Mamá se giró hacia nosotros desde el asiento del copiloto. Se oyó un crujido y se ruborizó.

—Malcolm, creo que tendrías que ir a hablar con tu padre.

Mal se bajó del coche lentamente, la manta abandonada a mi lado, y se dirigió desnudo hacia la puerta delantera, a la vista de todos los vecinos.

Mamá permaneció sentada un momento. Yo observaba su cara reflejada en el retrovisor. Las comisuras le temblaban, haciendo un gran esfuerzo por alcanzar los extremos inferiores de su barbilla; su respiración era una concertina, sus ojos y su nariz brillaban. Deposité mis dedos sobre su hombro con suavidad. Verla así de disgustada hacía que mis pulmones se encogieran como puños. Realicé pequeñas inhalaciones de aire, como un bebé, intentando no llorar. No quería llorar delante de ella. Cuando me sentía de esa forma odiaba a Mal. Mostraba tanto regocijo en su capacidad de dar a los demás que, cuando lo retiraba todo, resultaba una agonía.

—Se parece mucho a tu padre, ¿sabes? —Estaba hablando en un tono media octava más alto de lo normal en ella. Las lágrimas bajaban hasta las comisuras de su boca. Unos tirantes acuosos tensaban su rostro—. No siempre puede obtener lo que su imaginación desea. Y así es la vida. Así es como transcurre la vida.

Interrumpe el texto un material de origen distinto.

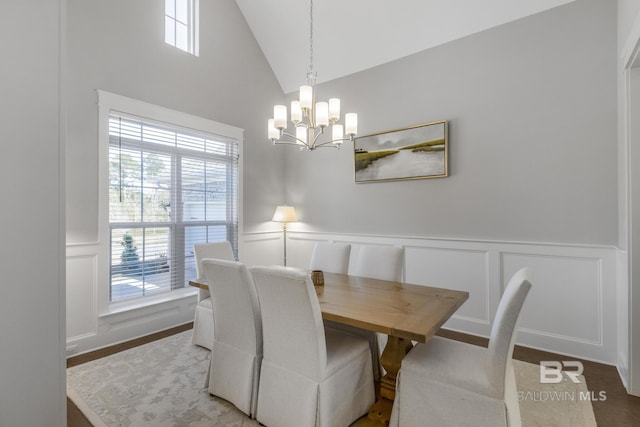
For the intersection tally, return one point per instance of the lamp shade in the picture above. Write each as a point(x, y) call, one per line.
point(285, 214)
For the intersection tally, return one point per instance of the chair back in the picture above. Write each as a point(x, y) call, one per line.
point(236, 310)
point(379, 262)
point(330, 257)
point(213, 250)
point(503, 332)
point(292, 328)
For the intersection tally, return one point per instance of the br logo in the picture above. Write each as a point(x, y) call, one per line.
point(551, 371)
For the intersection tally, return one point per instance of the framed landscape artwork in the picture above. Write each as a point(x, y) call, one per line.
point(415, 152)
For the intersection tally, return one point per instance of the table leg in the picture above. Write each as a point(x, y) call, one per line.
point(391, 358)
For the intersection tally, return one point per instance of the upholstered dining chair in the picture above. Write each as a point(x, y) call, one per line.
point(309, 376)
point(384, 263)
point(234, 368)
point(203, 320)
point(330, 257)
point(450, 383)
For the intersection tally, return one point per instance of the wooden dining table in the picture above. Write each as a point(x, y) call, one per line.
point(404, 312)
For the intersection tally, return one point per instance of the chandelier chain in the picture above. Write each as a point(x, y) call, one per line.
point(311, 77)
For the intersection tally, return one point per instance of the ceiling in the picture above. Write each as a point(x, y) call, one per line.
point(354, 35)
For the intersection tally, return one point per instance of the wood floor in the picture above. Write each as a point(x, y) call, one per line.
point(618, 410)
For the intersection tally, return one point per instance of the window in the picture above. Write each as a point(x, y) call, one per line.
point(181, 24)
point(169, 187)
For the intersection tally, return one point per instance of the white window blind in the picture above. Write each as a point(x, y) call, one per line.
point(168, 189)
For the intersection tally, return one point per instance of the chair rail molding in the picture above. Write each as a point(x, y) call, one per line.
point(572, 307)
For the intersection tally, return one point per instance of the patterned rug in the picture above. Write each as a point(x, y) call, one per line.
point(162, 384)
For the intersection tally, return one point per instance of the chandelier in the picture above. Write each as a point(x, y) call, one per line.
point(312, 119)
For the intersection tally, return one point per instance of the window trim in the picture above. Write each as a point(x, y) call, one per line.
point(108, 102)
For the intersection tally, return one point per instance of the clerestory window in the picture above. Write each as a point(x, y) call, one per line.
point(181, 24)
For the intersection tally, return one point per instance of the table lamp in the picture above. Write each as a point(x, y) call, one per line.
point(285, 214)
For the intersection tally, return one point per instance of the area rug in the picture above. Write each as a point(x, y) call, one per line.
point(162, 384)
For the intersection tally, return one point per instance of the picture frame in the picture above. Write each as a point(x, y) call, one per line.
point(415, 152)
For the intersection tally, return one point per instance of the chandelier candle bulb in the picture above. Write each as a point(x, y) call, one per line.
point(337, 133)
point(273, 132)
point(296, 112)
point(280, 116)
point(306, 96)
point(301, 134)
point(334, 109)
point(322, 114)
point(351, 123)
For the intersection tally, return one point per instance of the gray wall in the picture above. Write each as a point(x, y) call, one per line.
point(118, 46)
point(532, 112)
point(32, 384)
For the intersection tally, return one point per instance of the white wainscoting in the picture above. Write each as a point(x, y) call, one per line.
point(571, 309)
point(88, 329)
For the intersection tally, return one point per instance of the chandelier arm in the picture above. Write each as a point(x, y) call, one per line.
point(283, 133)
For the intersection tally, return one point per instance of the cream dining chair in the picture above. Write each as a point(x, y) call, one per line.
point(449, 383)
point(236, 355)
point(203, 320)
point(309, 377)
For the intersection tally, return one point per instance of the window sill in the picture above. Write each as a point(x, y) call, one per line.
point(144, 302)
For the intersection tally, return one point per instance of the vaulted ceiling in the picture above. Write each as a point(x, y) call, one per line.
point(354, 35)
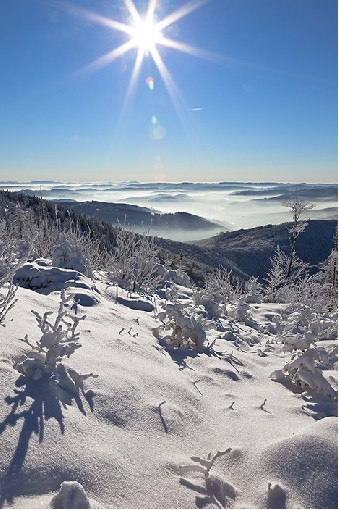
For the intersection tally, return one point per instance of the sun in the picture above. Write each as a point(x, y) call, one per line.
point(146, 35)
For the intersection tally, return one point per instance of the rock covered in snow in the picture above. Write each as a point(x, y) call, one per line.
point(71, 495)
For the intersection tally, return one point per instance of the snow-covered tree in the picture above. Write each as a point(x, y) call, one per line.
point(135, 262)
point(298, 206)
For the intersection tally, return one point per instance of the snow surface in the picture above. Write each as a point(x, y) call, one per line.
point(160, 427)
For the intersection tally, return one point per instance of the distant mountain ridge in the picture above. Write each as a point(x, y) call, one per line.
point(248, 252)
point(144, 219)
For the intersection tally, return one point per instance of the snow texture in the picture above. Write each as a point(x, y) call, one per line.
point(187, 418)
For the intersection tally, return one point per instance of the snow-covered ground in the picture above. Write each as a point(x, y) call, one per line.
point(161, 427)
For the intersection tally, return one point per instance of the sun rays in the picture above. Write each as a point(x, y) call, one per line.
point(145, 35)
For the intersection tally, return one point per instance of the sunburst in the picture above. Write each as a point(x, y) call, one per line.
point(146, 35)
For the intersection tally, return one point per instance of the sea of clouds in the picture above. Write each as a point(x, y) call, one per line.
point(234, 204)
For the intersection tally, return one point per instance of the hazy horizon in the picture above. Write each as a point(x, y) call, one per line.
point(207, 90)
point(235, 204)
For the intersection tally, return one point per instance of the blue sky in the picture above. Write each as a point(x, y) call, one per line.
point(264, 107)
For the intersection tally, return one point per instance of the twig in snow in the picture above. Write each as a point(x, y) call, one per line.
point(196, 387)
point(161, 416)
point(262, 405)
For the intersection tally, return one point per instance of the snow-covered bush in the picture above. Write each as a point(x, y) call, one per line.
point(184, 330)
point(219, 290)
point(134, 264)
point(298, 207)
point(302, 369)
point(253, 290)
point(58, 340)
point(70, 256)
point(13, 253)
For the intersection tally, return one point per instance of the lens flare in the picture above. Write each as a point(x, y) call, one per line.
point(150, 82)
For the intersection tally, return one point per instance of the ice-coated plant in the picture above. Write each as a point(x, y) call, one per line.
point(302, 369)
point(135, 262)
point(184, 331)
point(13, 253)
point(69, 255)
point(59, 340)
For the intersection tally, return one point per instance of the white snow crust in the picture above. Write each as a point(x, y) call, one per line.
point(147, 431)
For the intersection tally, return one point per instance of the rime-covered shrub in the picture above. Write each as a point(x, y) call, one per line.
point(135, 262)
point(58, 340)
point(219, 290)
point(302, 369)
point(13, 253)
point(253, 291)
point(183, 330)
point(69, 255)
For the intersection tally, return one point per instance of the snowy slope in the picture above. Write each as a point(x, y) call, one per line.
point(140, 434)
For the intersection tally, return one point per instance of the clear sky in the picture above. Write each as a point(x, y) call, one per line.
point(223, 90)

—¿Quieres que te ayude a recoger las cosas, mamá? —pregunté.

Si Mal era como papá, yo era igual que ella. Yo era complaciente, en eso es donde yo encajaba.

—Sí, eso estaría muy bien.

Una vez dentro de casa, cogí el aerosol de debajo del fregadero, bien provisto de productos rotulados con grandes nombres; una prohibida ciudad de Las Vegas de los armarios. Tomé una bayeta amarilla de un cajón y me puse a quitar el polvo de los muebles del salón. La pieza preferida de mamá era un escritorio plegable fabricado en los tiempos de la guerra, cuando todos los materiales de buena calidad se habían empleado exclusivamente para servir a la campaña bélica, por lo que era puramente funcional. Me recordaba a ella.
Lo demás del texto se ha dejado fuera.